Opinião

Afastamento tardio

Editorial do Estadão
O fato de o ministro da Justiça, Luiz Paulo Barreto, ter decidido afastar, por 30 dias, o delegado Romeu Tuma Júnior do comando da Secretaria Nacional de Justiça confirma que o governo só enfrenta o incômodo de cobrar obediência à lei e lisura ética de seus aliados políticos se a tanto for pressionado pela imprensa independente. Foi em 5 de maio que este jornal mostrou em reportagem as estreitas ligações do delegado Tuma Júnior com Li Kwok Kwen, também conhecido por Paulo Li, considerado um dos chefes da máfia chinesa especializada em contrabando no Brasil.

Matérias que se seguiram, baseadas em gravações judicialmente autorizadas da Polícia Federal (PF), davam conta de envolvimentos do secretário nacional de Justiça com tráfico de influência para a legalização de estrangeiros em situação irregular, liberação de dólares de origem ilegal apreendidos, tentativa de interferência em favor de candidato em concurso público, "central de favores" montada em seu gabinete para a solução de problemas de amigos, familiares, aliados e até de escritórios de advocacia com interesses no Ministério da Justiça - tudo isso a poucos metros de onde despacha o ministro da Justiça.

É, de fato, estranho que o governo não tenha afastado o delegado Tuma Júnior de suas importantes funções há muito tempo, tendo em vista o curso das investigações da Polícia Federal. Em setembro do ano passado, o então ministro da Justiça, Tarso Genro, aconselhou o delegado Romeu Tuma Júnior a prestar depoimento à Polícia Federal sobre suas ligações com Paulo Li e com episódios envolvendo seu nome nas gravações obtidas pela PF - depoimento esse que o delegado prestou. Apesar desses veementes indícios, Romeu Tuma Júnior não só continuou secretário nacional de Justiça, como foi nomeado - pasmem os leitores! - presidente do Conselho Nacional de Combate à Pirataria.
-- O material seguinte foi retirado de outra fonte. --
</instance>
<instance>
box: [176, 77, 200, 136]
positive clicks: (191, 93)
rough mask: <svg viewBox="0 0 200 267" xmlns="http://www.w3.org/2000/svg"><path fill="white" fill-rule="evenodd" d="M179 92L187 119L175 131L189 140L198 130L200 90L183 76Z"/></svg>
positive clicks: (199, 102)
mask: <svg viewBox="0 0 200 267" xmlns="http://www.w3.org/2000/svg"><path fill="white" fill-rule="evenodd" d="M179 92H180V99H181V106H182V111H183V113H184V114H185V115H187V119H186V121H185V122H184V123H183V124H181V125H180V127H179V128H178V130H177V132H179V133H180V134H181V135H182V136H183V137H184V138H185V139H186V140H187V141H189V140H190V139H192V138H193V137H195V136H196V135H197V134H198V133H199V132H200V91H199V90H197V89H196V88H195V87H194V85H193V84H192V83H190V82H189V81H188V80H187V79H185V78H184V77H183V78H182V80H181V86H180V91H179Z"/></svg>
Além de o presidente do órgão nacional de combate à pirataria ser amigo íntimo - a ponto de convidá-lo a ficar no mesmo quarto de hotel, numa viagem ao interior - do cidadão apontado como chefe da operação de contrabando de telefones celulares falsificados provenientes da China, estão sob sua responsabilidade, como secretário nacional de Justiça, o Departamento de Recuperação de Ativos, cuja função é recuperar valores enviados ilegalmente para fora do País, e o Departamento de Estrangeiros, que dá cumprimento à legislação concernente à imigração. Pois foi nessas áreas que ocorreram os ilícitos investigados pela Polícia Federal.

Em nota oficial, a Polícia Federal relaciona as investigações para apurar aqueles ilícitos e destaca: "A análise do conjunto de indícios existentes contra o secretário nacional de Justiça nas investigações foi concluída pela Corregedoria Regional da Polícia Federal em São Paulo em fevereiro de 2010, com parecer favorável à instauração de inquérito policial." Quer dizer, pelo menos há cerca de três meses o governo federal tinha conhecimento de que Tuma, um alto funcionário, ocupando cargo de confiança, estava envolvido em graves irregularidades - o que tornava um imperativo ético o seu afastamento do cargo. Mas o ministro da Justiça nada fez e o presidente da República não lhe cobrou as providências saneadoras cabíveis.

E, assim, um assunto de altíssimo interesse público, por dizer respeito ao comprometimento da própria função do Estado de fazer cumprir as leis e preservar a ordem pública, foi abafado, em parte pela omissão das autoridades, em parte porque as investigações transcorriam em segredo de Justiça.